Saya pikir ini hanya masalah kesalahpahaman dari pasien dan kondisi pandemi.
Menurut Lukman, protokol kesehatan yang diterapkan memang mewajibkan setiap pasien yang datang ke RSUD menjalani pemeriksaan awal di lokasi yang disiapkan. Di situ, pasien didata dan dilakukan uji cepat. Secara prosedur, pihak rumah sakit telah melakukan protokol yang disyaratkan.
”Semua hal di rumah sakit itu jelas prosedurnya, dan pasien itu telah dilayani baik-baik. Pasien juga sebelumnya pulang dan bertanda tangan. Tetapi, karena kemanusiaan, tetap dibantu melahirkan dan bayinya selamat. Saya pikir ini hanya masalah kesalahpahaman dari pasien dan kondisi pandemi. Yang jelas, dari kami tidak ada langkah dan upaya yang berlawanan dengan hukum karena semua sudah sesuai mekanisme,” ungkapnya.

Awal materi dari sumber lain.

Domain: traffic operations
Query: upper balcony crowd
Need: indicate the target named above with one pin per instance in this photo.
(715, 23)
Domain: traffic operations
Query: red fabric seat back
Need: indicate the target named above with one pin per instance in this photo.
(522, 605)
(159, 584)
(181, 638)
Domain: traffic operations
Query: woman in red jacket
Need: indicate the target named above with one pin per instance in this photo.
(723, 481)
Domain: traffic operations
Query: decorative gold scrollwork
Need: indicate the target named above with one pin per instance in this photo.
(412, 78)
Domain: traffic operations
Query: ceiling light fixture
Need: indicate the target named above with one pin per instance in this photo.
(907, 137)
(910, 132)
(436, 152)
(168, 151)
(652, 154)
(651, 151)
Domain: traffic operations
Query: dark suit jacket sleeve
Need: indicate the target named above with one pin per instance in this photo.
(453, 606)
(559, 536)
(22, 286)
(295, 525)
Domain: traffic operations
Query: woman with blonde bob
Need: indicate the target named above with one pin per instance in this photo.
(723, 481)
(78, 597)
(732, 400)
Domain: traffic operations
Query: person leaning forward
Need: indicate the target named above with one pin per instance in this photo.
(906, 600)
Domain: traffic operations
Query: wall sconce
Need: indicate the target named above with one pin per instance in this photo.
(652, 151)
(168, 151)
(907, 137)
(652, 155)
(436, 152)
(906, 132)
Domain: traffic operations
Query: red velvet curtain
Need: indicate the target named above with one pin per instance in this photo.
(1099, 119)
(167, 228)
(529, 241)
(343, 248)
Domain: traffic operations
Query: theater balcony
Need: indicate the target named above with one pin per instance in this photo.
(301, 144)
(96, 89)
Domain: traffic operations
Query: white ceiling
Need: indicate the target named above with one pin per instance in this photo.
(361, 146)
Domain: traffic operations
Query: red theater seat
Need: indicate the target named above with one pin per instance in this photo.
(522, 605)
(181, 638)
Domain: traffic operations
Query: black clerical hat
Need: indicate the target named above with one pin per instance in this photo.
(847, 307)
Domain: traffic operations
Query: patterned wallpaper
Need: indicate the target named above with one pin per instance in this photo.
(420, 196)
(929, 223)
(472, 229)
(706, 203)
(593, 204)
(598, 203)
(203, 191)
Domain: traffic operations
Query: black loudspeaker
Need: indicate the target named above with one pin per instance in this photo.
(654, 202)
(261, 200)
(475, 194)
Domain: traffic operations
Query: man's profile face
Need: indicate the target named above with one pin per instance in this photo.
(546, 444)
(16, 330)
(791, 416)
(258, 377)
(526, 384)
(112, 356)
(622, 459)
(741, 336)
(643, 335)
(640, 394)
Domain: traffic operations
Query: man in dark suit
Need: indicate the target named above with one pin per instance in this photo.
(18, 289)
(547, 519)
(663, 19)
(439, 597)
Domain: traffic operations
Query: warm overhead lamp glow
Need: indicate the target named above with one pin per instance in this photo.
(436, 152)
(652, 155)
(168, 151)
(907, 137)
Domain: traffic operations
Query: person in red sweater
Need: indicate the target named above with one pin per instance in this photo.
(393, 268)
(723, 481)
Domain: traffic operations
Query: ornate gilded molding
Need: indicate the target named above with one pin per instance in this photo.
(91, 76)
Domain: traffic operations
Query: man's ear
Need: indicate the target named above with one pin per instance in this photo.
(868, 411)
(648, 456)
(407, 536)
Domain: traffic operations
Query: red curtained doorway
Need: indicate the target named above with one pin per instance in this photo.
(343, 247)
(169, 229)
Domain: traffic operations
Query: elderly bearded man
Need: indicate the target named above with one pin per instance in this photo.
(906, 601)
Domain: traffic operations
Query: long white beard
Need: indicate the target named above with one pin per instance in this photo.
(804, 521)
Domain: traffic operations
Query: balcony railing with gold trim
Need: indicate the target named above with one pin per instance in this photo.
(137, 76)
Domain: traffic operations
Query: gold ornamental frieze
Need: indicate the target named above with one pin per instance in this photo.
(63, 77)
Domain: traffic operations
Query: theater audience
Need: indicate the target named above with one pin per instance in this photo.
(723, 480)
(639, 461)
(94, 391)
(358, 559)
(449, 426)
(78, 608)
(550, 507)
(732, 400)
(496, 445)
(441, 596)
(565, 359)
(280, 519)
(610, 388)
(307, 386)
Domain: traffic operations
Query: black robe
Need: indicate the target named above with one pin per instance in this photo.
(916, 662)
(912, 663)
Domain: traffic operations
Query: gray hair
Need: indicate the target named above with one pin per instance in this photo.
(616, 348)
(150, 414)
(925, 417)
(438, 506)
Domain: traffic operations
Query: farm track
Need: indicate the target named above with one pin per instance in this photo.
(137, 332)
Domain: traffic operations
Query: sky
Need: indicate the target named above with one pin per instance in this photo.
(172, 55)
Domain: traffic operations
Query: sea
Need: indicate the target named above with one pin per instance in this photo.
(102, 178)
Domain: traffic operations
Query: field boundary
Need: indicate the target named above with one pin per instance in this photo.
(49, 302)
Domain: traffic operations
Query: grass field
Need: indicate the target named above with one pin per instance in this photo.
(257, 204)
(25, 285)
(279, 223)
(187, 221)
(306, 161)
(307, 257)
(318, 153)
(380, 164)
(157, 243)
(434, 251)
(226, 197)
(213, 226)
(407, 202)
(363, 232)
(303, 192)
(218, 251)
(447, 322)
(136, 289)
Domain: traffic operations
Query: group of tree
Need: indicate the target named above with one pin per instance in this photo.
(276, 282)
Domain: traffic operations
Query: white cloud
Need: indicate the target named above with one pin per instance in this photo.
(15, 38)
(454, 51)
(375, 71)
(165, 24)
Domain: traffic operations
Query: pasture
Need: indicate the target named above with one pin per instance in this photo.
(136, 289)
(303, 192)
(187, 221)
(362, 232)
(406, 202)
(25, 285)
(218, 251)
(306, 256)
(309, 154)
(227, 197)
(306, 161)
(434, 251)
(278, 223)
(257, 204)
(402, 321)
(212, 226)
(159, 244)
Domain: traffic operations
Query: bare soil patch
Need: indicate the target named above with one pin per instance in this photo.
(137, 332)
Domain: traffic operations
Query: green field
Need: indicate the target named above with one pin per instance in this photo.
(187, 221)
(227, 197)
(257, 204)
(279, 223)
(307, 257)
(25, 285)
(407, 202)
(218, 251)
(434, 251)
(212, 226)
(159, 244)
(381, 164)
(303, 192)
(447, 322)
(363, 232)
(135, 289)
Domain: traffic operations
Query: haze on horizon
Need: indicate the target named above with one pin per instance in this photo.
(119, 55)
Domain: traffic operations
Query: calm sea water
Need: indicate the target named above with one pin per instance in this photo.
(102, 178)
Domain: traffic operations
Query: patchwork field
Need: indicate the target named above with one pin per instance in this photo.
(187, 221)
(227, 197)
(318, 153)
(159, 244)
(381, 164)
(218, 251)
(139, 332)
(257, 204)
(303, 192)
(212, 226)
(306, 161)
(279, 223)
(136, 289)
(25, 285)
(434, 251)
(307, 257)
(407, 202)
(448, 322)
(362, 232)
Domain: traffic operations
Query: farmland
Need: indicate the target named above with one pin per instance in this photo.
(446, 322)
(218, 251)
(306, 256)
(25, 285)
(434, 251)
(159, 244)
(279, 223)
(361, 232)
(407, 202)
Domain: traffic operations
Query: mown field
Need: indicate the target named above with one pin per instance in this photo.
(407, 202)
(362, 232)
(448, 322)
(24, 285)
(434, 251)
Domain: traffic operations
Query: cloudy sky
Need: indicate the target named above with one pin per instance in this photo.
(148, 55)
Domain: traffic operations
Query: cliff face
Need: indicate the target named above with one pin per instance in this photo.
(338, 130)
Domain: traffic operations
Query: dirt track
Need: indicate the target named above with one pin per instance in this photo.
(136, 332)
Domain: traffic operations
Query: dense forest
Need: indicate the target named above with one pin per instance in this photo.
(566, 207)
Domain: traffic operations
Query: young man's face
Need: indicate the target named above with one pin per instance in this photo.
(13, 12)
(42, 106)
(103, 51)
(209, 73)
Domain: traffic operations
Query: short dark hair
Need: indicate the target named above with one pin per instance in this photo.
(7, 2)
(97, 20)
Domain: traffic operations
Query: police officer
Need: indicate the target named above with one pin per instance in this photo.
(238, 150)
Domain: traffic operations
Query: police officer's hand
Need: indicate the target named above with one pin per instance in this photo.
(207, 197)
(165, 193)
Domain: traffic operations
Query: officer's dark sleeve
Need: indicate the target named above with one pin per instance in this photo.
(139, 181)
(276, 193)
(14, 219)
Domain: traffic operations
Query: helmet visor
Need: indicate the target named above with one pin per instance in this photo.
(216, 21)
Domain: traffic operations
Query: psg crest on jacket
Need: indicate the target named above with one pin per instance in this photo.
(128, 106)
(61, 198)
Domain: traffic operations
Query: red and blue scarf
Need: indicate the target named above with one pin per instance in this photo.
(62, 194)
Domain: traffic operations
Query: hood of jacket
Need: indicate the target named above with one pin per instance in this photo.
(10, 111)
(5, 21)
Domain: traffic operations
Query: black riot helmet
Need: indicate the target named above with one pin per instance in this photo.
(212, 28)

Terkait hasil uji spesimen yang berbeda jenis kelamin, Lukman melanjutkan, hal tersebut bukan kewenangan pihaknya untuk memperbaiki karena surat tersebut keluar dari GTPP Covid-19 Sultra. Meski demikian, dalam surat tersebut juga ada nomor induk kependudukan dan nomor sampel. ”Jadi, apa yang kami berikan itu adalah hasil dari provinsi, dan menurut saya itu penjelasan dan dasar hukumnya semua,” tambah Lukman.
Sidang perdana dengan agenda mediasi antarpihak berlangsung pada Selasa (27/10/2020) siang. Sidang yang diketuai Rommel Tampubolon itu berlangsung singkat. Menurut Hika D Asril Putra dari Humas Pengadilan Negeri Baubau, sidang ditunda karena surat kuasa dari tergugat II, yaitu GTPP Covid-19, tidak lengkap. Sidang mediasi lanjutan akan dilangsungkan pada Selasa (3/11/2020).

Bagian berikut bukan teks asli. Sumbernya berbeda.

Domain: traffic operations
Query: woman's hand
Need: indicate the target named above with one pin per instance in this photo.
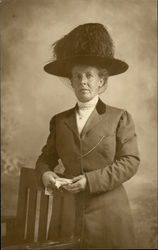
(49, 178)
(78, 184)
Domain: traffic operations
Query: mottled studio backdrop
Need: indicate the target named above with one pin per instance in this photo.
(30, 97)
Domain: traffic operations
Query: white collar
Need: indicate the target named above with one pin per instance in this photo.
(88, 105)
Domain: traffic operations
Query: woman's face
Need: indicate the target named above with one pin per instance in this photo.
(86, 82)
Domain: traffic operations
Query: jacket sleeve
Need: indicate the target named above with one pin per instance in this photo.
(126, 160)
(49, 157)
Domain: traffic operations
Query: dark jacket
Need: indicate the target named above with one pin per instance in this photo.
(107, 153)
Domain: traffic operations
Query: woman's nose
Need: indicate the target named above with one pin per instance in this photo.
(84, 80)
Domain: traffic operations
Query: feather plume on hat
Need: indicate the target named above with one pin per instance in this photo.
(88, 44)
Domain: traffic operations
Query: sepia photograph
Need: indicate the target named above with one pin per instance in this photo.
(79, 124)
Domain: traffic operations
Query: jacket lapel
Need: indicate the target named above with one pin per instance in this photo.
(93, 120)
(70, 121)
(95, 117)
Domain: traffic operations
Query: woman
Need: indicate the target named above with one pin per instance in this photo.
(95, 142)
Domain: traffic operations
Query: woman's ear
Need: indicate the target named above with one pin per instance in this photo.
(102, 82)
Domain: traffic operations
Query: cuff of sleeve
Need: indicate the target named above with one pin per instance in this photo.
(40, 172)
(94, 182)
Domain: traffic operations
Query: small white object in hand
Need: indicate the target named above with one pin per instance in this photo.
(58, 183)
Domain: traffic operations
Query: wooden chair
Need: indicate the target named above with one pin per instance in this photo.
(29, 229)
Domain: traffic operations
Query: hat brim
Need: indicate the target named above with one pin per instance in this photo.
(63, 67)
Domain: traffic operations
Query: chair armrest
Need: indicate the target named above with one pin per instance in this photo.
(8, 219)
(10, 226)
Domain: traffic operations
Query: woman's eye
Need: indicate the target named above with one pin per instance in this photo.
(89, 75)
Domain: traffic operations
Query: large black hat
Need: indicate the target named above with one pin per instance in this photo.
(88, 44)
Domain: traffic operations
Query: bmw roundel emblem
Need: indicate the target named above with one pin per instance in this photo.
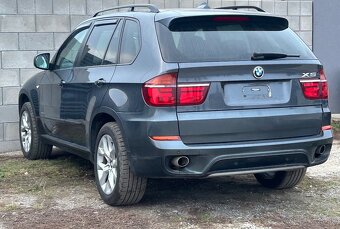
(258, 72)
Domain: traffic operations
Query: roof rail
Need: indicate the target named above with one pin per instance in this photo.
(151, 7)
(241, 7)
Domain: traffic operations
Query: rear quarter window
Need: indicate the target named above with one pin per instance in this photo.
(131, 42)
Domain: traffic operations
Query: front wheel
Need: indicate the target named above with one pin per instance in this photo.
(115, 181)
(31, 144)
(281, 179)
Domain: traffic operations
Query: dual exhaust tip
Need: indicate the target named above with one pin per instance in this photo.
(320, 151)
(180, 162)
(183, 161)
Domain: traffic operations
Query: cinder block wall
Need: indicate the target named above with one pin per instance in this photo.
(29, 27)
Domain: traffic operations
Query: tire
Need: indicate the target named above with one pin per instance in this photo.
(281, 179)
(115, 181)
(30, 141)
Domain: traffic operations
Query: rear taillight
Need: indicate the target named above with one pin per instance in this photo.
(315, 88)
(163, 90)
(192, 94)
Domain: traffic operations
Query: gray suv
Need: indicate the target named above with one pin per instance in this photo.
(144, 93)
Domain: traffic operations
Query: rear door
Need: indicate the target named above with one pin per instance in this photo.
(83, 93)
(247, 99)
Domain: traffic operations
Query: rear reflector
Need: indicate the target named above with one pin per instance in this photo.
(327, 128)
(315, 88)
(163, 90)
(165, 138)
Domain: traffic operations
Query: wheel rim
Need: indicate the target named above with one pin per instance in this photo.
(25, 131)
(107, 164)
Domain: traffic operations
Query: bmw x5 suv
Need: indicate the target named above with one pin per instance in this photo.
(194, 93)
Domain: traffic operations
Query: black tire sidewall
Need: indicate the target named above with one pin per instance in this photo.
(26, 108)
(115, 195)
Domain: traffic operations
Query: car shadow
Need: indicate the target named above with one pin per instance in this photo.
(217, 190)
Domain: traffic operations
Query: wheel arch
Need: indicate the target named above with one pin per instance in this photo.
(23, 98)
(98, 120)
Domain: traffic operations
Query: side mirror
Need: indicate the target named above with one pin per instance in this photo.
(42, 61)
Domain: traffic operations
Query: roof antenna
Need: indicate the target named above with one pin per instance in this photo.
(204, 5)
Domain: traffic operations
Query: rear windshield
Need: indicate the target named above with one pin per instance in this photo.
(227, 38)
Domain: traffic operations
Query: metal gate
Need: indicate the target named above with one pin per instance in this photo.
(326, 45)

Sementara itu, epidemiolog Universitas Halu Oleo, La Ode M Sety, berpendapat, munculnya gugatan dari warga yang dikonfirmasi positif Covid-19 merupakan ekses dari penanganan Covid-19 yang kurang baik sejak awal, baik dari pemerintah pusat maupun pemerintah daerah. Warga tidak mendapatkan informasi yang utuh sehingga muncul stigma bagi pasien Covid-19.
”Padahal, virus Covid-19 ini perlu pemahaman yang lengkap, dari transmisi hingga penanganan. Warga memang butuh informasi lengkap bagaimana agar imun pasien meningkat, kondisi kesehatan terjaga, dan semua warga memiliki pemahaman mendalam terhadap virus ini. Jika hanya setengah-setengah, akan timbul ketakutan tanpa penanganan yang jelas,” ucapnya.

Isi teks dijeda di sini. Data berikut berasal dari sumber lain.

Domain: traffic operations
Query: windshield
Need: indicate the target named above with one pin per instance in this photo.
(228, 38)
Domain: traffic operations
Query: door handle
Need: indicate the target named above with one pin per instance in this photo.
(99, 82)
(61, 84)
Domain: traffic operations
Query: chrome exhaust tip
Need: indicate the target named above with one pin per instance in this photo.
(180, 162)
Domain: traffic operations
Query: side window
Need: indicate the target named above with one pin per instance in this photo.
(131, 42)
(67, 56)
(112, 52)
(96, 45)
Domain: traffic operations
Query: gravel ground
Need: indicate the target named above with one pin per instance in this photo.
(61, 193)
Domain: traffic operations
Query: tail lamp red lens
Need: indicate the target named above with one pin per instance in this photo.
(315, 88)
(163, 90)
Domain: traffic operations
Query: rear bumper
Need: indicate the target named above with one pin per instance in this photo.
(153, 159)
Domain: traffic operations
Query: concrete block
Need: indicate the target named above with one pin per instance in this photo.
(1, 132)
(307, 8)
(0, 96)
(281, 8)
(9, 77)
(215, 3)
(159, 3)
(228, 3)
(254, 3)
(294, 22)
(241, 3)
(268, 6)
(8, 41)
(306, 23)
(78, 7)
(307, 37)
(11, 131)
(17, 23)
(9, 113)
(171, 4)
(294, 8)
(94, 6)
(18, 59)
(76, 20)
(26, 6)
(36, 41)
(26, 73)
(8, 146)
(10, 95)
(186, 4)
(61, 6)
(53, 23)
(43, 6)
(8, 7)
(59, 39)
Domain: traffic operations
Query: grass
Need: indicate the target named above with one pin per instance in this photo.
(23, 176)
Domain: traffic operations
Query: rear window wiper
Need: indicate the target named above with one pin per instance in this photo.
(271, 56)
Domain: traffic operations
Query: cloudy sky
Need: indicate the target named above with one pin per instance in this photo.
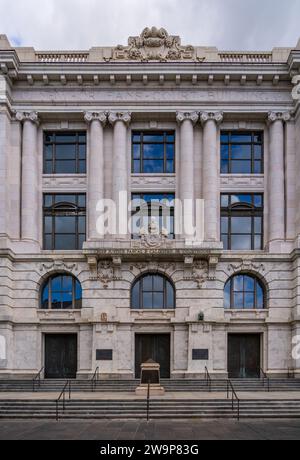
(80, 24)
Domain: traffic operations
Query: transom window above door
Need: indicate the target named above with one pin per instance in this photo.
(65, 152)
(242, 152)
(244, 291)
(153, 291)
(153, 152)
(61, 292)
(242, 221)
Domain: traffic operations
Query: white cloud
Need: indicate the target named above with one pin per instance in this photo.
(80, 24)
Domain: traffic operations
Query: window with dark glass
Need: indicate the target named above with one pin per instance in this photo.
(61, 292)
(153, 152)
(242, 152)
(64, 221)
(244, 292)
(153, 208)
(64, 153)
(242, 221)
(153, 291)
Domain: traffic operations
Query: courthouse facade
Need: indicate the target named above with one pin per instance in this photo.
(154, 120)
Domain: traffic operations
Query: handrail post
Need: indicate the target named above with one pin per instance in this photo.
(148, 402)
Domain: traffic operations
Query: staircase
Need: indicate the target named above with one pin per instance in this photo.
(159, 409)
(128, 386)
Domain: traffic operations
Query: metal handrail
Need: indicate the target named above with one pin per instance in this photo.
(37, 378)
(67, 387)
(148, 402)
(230, 387)
(265, 377)
(95, 378)
(208, 378)
(291, 373)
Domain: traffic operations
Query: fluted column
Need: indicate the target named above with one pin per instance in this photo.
(187, 186)
(211, 176)
(120, 122)
(30, 198)
(291, 179)
(276, 176)
(96, 121)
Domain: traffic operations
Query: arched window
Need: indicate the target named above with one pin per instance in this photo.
(244, 292)
(153, 291)
(61, 292)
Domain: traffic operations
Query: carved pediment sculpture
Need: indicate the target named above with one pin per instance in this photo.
(153, 237)
(154, 45)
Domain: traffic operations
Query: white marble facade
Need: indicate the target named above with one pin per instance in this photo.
(154, 83)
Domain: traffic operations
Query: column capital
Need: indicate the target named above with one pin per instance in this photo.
(125, 117)
(95, 116)
(215, 116)
(27, 116)
(183, 116)
(279, 116)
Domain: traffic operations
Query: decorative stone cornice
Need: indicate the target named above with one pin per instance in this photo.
(113, 117)
(27, 116)
(154, 45)
(96, 116)
(279, 116)
(215, 116)
(183, 116)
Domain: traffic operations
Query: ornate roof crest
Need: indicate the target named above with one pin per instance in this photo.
(154, 45)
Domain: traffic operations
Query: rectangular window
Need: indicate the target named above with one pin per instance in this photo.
(155, 210)
(153, 152)
(64, 153)
(64, 221)
(242, 152)
(242, 221)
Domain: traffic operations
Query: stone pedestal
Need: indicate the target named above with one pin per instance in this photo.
(150, 373)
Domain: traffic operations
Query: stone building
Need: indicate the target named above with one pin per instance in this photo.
(155, 119)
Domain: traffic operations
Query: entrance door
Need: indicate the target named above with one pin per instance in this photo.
(60, 356)
(156, 347)
(244, 356)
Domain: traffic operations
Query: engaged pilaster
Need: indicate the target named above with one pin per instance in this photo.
(211, 177)
(30, 198)
(96, 121)
(120, 121)
(276, 176)
(187, 121)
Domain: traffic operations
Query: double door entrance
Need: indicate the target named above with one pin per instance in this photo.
(244, 356)
(155, 347)
(60, 356)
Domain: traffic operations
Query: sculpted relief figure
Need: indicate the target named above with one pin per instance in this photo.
(154, 45)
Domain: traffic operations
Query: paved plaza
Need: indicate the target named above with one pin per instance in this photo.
(154, 430)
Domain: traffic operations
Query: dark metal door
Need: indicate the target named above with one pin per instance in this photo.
(60, 356)
(244, 356)
(156, 347)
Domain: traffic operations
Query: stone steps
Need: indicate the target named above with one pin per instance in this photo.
(136, 409)
(169, 385)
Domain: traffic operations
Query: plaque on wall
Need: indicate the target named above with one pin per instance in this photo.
(200, 355)
(104, 355)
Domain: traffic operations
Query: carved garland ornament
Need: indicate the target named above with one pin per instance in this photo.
(247, 266)
(58, 265)
(105, 271)
(154, 45)
(197, 271)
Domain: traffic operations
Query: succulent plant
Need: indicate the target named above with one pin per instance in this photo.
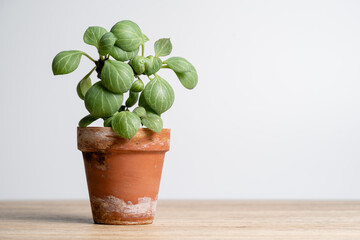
(121, 69)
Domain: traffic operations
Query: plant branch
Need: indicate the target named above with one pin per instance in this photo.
(89, 57)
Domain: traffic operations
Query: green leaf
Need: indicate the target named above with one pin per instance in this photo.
(133, 97)
(87, 120)
(83, 86)
(162, 47)
(178, 64)
(188, 79)
(106, 43)
(126, 124)
(137, 86)
(93, 35)
(128, 34)
(143, 103)
(145, 38)
(138, 64)
(66, 62)
(159, 95)
(152, 65)
(100, 102)
(117, 76)
(122, 55)
(152, 121)
(108, 121)
(140, 111)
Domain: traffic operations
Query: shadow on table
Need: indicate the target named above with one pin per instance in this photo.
(44, 217)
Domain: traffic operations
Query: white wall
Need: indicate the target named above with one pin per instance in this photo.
(275, 114)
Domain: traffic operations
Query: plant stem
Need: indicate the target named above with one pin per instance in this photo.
(89, 57)
(91, 71)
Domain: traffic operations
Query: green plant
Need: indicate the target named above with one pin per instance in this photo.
(120, 70)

Seharusnya, tambah Sety, pemerintah menjelaskan dengan baik kepada semua orang bahwa pasien Covid-19 tidak perlu mendapat stigma. Kepada pasien juga sebaiknya dijelaskan secara lengkap kondisi dan mekanisme seseorang disebut positif Covid-19. Kondisi kejiwaan pasien pun harus dijaga agar imunitas meningkat dan bisa segera sembuh. Komunikasi dan keterbukaan informasi harus ditunjukkan, terutama bagi pasien.
Warga, tutur Sety, sebaiknya berusaha menjaga solidaritas, terbuka akan informasi, dan saling membantu agar tidak menstigma orang yang terkonfirmasi positif Covid-19. ”Seharusnya bisa diselesaikan juga dengan musyawarah dan pemerintah memperbaiki komunikasinya dengan warga dan pasien,” kata Sety.